The understanding of the pathogenesis of tissue damage in AL amyloidosis has remarkably improved in recent years. Nevertheless, this condition, especially when heart and kidneys are involved, continues to have an unacceptably poor prognosis. Amyloid deposition is often a permanent process for which putatively effective treatments should be used in a timely manner, before irreversible damage has been established. Autologous stem cell transplantation is thought to be the most definite PC-directed therapy in AL amyloidosis [1]. However, due to the delay in diagnosis and the extent of cardiac involvement, only a minority of patients are eligible for transplantation. Consonant with this observation are our data from fifty-two AL amyloidosis subjects followed at our Center between 2007 and 2018. As many as thirty-one were ineligible for bone marrow transplantation. Therefore, alternative therapies with a high degree of safety due to the burden of co-morbidities of these patients are urgently needed. A better understating of the mechanisms underlying the regulation of PC survival in PC dyscrasia and of the crosstalk with the immune microenvironment have promoted the description of new target therapies.

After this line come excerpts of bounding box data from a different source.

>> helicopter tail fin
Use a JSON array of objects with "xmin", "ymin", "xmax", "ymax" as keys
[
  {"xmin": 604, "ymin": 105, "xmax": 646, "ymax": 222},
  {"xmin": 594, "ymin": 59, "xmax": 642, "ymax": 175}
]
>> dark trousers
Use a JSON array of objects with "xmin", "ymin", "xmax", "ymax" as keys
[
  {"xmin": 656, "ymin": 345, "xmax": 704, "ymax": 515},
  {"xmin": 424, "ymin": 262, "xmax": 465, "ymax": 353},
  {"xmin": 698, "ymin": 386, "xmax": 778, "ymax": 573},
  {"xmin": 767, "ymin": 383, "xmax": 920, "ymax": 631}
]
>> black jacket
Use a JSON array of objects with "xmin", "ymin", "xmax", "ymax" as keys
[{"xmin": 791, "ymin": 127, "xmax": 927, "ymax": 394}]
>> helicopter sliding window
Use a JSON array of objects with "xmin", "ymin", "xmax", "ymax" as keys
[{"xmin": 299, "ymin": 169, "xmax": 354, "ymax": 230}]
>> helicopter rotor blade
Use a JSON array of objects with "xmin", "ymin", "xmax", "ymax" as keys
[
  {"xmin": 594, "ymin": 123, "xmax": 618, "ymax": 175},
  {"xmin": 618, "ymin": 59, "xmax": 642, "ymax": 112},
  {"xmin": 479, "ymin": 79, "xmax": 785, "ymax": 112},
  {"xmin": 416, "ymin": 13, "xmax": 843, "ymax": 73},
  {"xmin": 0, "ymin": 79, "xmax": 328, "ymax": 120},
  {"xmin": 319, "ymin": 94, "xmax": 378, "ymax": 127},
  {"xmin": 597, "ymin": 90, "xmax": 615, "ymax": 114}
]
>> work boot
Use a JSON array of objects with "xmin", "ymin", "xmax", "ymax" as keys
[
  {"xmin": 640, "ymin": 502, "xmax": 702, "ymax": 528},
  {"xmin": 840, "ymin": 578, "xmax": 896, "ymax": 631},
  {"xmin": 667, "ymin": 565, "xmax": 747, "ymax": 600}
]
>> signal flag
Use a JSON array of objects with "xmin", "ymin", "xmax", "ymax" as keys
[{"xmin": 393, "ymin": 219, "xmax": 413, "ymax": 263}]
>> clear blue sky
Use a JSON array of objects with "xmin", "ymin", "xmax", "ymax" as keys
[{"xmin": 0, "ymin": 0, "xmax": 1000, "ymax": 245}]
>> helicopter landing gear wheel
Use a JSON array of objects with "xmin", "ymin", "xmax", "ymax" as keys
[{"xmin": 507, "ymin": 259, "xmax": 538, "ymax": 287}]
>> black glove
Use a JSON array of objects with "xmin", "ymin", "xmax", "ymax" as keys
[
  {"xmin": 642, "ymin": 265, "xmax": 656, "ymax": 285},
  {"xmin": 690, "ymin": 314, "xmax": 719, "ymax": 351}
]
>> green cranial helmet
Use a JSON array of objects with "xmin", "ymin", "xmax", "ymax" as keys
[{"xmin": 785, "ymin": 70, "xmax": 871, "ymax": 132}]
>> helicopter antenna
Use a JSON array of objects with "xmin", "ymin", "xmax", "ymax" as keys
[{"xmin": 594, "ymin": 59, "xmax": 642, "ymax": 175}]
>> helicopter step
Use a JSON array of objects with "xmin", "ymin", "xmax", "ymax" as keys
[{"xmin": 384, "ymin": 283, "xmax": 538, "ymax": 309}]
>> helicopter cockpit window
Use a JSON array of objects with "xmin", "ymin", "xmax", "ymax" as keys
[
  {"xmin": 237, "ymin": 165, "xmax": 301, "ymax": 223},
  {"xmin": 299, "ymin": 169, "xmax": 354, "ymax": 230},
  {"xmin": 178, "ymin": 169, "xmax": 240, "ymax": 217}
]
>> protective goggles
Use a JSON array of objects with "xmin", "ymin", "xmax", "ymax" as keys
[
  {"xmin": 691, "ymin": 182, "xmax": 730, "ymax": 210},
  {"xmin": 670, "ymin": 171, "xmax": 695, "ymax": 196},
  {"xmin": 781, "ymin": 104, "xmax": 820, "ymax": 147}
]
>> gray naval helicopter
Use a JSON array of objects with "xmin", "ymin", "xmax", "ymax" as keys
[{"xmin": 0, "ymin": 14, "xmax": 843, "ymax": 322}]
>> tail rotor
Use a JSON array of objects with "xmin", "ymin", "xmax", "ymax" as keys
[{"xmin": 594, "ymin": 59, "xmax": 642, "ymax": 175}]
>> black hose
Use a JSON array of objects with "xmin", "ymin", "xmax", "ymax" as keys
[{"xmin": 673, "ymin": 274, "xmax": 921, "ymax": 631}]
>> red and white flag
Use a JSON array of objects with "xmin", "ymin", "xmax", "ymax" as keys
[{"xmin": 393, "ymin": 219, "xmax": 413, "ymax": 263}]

CD38 target therapy should both deplete and modulate immune cells. While the majority of in vitro and in vivo observations have been done in MM, initial experiences might be a launching pad for expanding research on the use of anti-CD38 target therapy in AL amyloidosis. Different anti-CD38 MoAbs have been designed to target abnormal PCs via the Fc-dependent immune effector mechanism. Among the most widely used anti-CD38 compounds in an MM setting DARA is a full human MoAb while ISA is chimeric. It is rational to suppose that the dissimilarities in structure between DARA and ISA explain the diverse interactions with the FcRs and the different molecular mechanisms involved in their interaction with the target molecule. Available data on the use of anti-CD38 MoAbs, especially in AL amyloidosis, are pivotal, but pave the way to studies aimed at characterizing novel therapeutic protocols.

AL amyloidosis is characterized to a limited extent by abnormal PCs producing a huge amount of light chains susceptible to aggregation in insoluble form and deposition in target organs. Causal therapy is mainly addressed to interrupt the synthesis of abnormal proteins. It should be remembered that the extent of PC dyscrasias widely differs between MM and AL amyloidosis. Combination therapies (i.e., anti-CD38 MoAbs plus IMiDs and/or proteasome inhibitors) are needed to lessen the tumor burden in MM, and the rate of relapses justifies an escalation approach to improve patient survival. As compared to MM, management of AL amyloidosis probably needs less intensive treatment, due to the limited dimension of the clone. However, treatment should be extremely timely, maybe in an upfront setting, in order to prevent definitive organ damage. Target therapy with anti-CD38 MoAbs in AL amyloidosis could be revealed to be the most appropriate strategy, even when given alone, to reduce the adverse effects in these fragile patients, maybe at a personalized dose, and perhaps for a more prolonged time.

Finally, the experience with novel protocols for AL amyloidosis could be transferred to other diseases. Apart from incorporating the approaches used in MM into future strategies able to reduce the mortality of AL amyloidosis patients, the challenge for the near future will be to design novel therapeutic protocols for each disorder attributable to a PC dyscrasia. These conditions include those with a small clone of PCs producing harmful light chains causing irreversible organ damage distally to the production site. Ideally, a number of rare diseases could benefit from therapeutic schemes validated in AL amyloidosis i.e., monoclonal immunoglobulin deposition disease, proliferative glomerulonephritis with monoclonal IgG-K deposits, type I cryoglobulinemia with clonally restricted IgG, light chain nephropathy and fibrillary glomerulonephritis with a monotypic light chain.